When you create an export, you can choose to either create new export files or overwrite the existing export files with each refresh.

Create new

Creating new export files uses more S3 storage because all export refreshes are kept. Overwriting the previous export files uses less S3 storage because only the latest version of each billing period refresh is kept.

When in “create new” mode, the export files are delivered to the following S3 path:

s3://<bucket-name>/<prefix>/<export-name>/data/<partition>/<timestamp>-<execution-id>

The timestamp is the date and time when the export was executed. The execution-id is the unique ID assigned to the execution.

For "create new", two Manifest.json files are delivered with each export execution. One is stored in the metadata/<partition>/<timestamp>-<execution-id> directory, and the other is overwritten in the metadata/<partition> directory. The manifest in the metadata/<partition> directory always represents the most recent refresh and its data is used to identify the location of the most recently refreshed export files.

Overwrite

Overwriting only applies for refreshes of the same partition (that is, billing period). Once a new billing period begins, the export creates a new S3 directory with a name based on the latest partition or billing period, and begins delivering the new export partition there.
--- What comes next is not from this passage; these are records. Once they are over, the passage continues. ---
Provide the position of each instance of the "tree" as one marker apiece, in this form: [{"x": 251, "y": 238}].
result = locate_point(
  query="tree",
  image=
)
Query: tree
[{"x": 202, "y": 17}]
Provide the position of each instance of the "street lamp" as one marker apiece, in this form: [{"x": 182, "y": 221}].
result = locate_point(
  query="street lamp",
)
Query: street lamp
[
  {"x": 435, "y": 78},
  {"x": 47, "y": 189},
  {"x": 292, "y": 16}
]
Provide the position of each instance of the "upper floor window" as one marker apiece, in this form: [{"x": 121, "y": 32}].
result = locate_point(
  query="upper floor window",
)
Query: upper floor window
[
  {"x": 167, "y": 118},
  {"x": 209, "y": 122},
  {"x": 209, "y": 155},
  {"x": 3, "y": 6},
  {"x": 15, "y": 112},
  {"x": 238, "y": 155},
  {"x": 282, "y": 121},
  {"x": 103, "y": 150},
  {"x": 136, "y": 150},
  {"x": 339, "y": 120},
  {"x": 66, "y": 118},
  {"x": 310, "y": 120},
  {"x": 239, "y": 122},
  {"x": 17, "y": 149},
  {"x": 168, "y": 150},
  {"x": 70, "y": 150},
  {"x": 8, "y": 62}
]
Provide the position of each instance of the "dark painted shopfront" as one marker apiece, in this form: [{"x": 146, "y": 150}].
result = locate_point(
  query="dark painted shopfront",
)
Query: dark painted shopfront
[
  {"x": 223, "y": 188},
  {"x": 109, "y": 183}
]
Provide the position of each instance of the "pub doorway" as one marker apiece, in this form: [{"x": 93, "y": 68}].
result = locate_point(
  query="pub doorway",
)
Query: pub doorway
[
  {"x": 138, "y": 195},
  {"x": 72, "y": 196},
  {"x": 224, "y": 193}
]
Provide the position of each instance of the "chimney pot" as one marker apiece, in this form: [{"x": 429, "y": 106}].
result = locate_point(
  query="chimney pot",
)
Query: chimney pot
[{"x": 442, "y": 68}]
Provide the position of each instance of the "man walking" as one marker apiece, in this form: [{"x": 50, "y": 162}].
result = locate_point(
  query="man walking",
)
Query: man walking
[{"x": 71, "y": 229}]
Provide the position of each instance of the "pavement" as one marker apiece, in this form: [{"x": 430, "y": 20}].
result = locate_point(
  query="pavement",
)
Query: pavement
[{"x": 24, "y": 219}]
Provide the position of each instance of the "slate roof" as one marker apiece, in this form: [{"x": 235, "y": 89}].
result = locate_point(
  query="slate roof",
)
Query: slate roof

The export of the previous partition is not overwritten unless the data for that specific partition is updated.

When in “overwrite” mode, the export files are delivered to the following S3 path:

s3://<bucket-name>/<prefix>/<export-name>/data/<partition>/

The export files in this file directory are overwritten with each delivery of the same partition (that is, billing period).
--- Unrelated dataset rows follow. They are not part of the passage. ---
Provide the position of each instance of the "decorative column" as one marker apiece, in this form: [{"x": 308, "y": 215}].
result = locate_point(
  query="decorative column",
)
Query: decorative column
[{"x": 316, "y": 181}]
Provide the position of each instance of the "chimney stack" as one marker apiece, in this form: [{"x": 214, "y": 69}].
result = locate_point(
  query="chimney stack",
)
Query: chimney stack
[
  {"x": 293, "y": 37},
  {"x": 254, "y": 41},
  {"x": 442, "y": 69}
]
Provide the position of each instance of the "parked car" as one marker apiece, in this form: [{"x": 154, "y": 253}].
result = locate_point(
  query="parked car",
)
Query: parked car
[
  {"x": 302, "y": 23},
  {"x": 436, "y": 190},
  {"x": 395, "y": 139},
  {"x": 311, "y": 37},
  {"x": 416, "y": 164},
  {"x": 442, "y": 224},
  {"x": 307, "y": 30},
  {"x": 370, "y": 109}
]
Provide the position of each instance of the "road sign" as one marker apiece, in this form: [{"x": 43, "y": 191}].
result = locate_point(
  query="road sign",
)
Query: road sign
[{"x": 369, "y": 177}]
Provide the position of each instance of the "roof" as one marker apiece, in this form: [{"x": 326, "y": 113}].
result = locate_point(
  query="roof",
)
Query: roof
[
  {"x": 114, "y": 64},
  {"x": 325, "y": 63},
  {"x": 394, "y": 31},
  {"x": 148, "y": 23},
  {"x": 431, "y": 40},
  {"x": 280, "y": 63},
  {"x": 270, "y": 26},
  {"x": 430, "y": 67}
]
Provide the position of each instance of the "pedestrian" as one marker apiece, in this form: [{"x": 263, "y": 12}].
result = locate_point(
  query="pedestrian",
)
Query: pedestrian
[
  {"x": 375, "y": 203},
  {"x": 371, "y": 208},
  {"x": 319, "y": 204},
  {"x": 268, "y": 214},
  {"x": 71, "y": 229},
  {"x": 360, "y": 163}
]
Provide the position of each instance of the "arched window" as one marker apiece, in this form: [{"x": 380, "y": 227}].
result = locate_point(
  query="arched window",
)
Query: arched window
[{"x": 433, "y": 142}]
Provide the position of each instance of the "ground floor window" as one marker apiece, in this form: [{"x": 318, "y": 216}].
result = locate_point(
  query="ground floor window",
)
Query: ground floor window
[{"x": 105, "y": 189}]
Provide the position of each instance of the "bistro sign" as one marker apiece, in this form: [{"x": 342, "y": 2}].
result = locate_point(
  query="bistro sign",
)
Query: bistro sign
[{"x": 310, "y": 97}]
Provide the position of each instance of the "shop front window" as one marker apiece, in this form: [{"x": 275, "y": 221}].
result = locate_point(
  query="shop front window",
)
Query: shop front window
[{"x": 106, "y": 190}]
Export files are delivered as multiple “chunks” (separate gzip/csv or Parquet files) when the export becomes sufficiently big. If the export ever decreases in size during the month (due to a changed query or correction to data), fewer chunks may be needed to deliver the export refresh. In this case, Data Exports overwrites any extra chunks from the last refresh with empty data.

For overwriting, one Manifest.json file is delivered with each export execution. It is stored in the metadata/<partition> directory and is overwritten with each refresh.

Export data file names and chunks

Exports either deliver the results of one execution as one file (gzip/csv or Parquet) or in multiple “chunks” (separate gzip/csv or Parquet files) when the export becomes sufficiently big.

Exports are named as follows for the gzip/csv file format:

<export-name>-<chunk-number>.csv.gz

Exports are named as follows for the Parquet format:

<export-name>-<chunk-number>.snappy.parquet

Chunk numbers always have five digits. Chunk numbers are enumerated starting at 00001.

Summary

Export data file names with directory for create new

Parquet:

s3://<bucket-name>/<prefix>/<export-name>/data/<partition>/<timestamp>-<execution-id>/<export-name>-<chunk-number>.snappy.parquet

gzip/csv:

s3://<bucket-name>/<prefix>/<export-name>/data/<partition>/<timestamp>-<execution-id>/<export-name>-<chunk-number>.csv.gz

Export data file names with directory for overwrite

Parquet:

s3://<bucket-name>/<prefix>/<export-name>/data/<partition>/<export-name>-<chunk-number>.snappy.parquet

gzip/csv:

s3://<bucket-name>/<prefix>/<export-name>/data/<partition>/<export-name>-<chunk-number>.csv.gz

Manifest file names with directory for create new

The “create new” mode delivers Manifest.json to two locations.

The first location is in a folder representing a specific execution of an export (named by timestamp and execution-id). This Manifest corresponds to that specific execution. The file path is as follows:

s3://<bucket-name>/<prefix>/<export-name>/metadata/<partition>/<timestamp>-<execution-id>

The second location is in a partition folder containing all executions. This Manifest is the same file from the most recent execution of the export. You can read this Manifest to identify the exact file paths of all recent export files. The file path is as follows:

s3://<bucket-name>/<prefix>/<export-name>/metadata/<partition>/Manifest.json

Manifest file names with directory for overwrite

The “overwrite” mode delivers Manifest.json to one location.

s3://<bucket-name>/<prefix>/<export-name>/metadata/<partition>

The Manifest in this directory is overwritten with each refresh of a given partition (that is, billing period).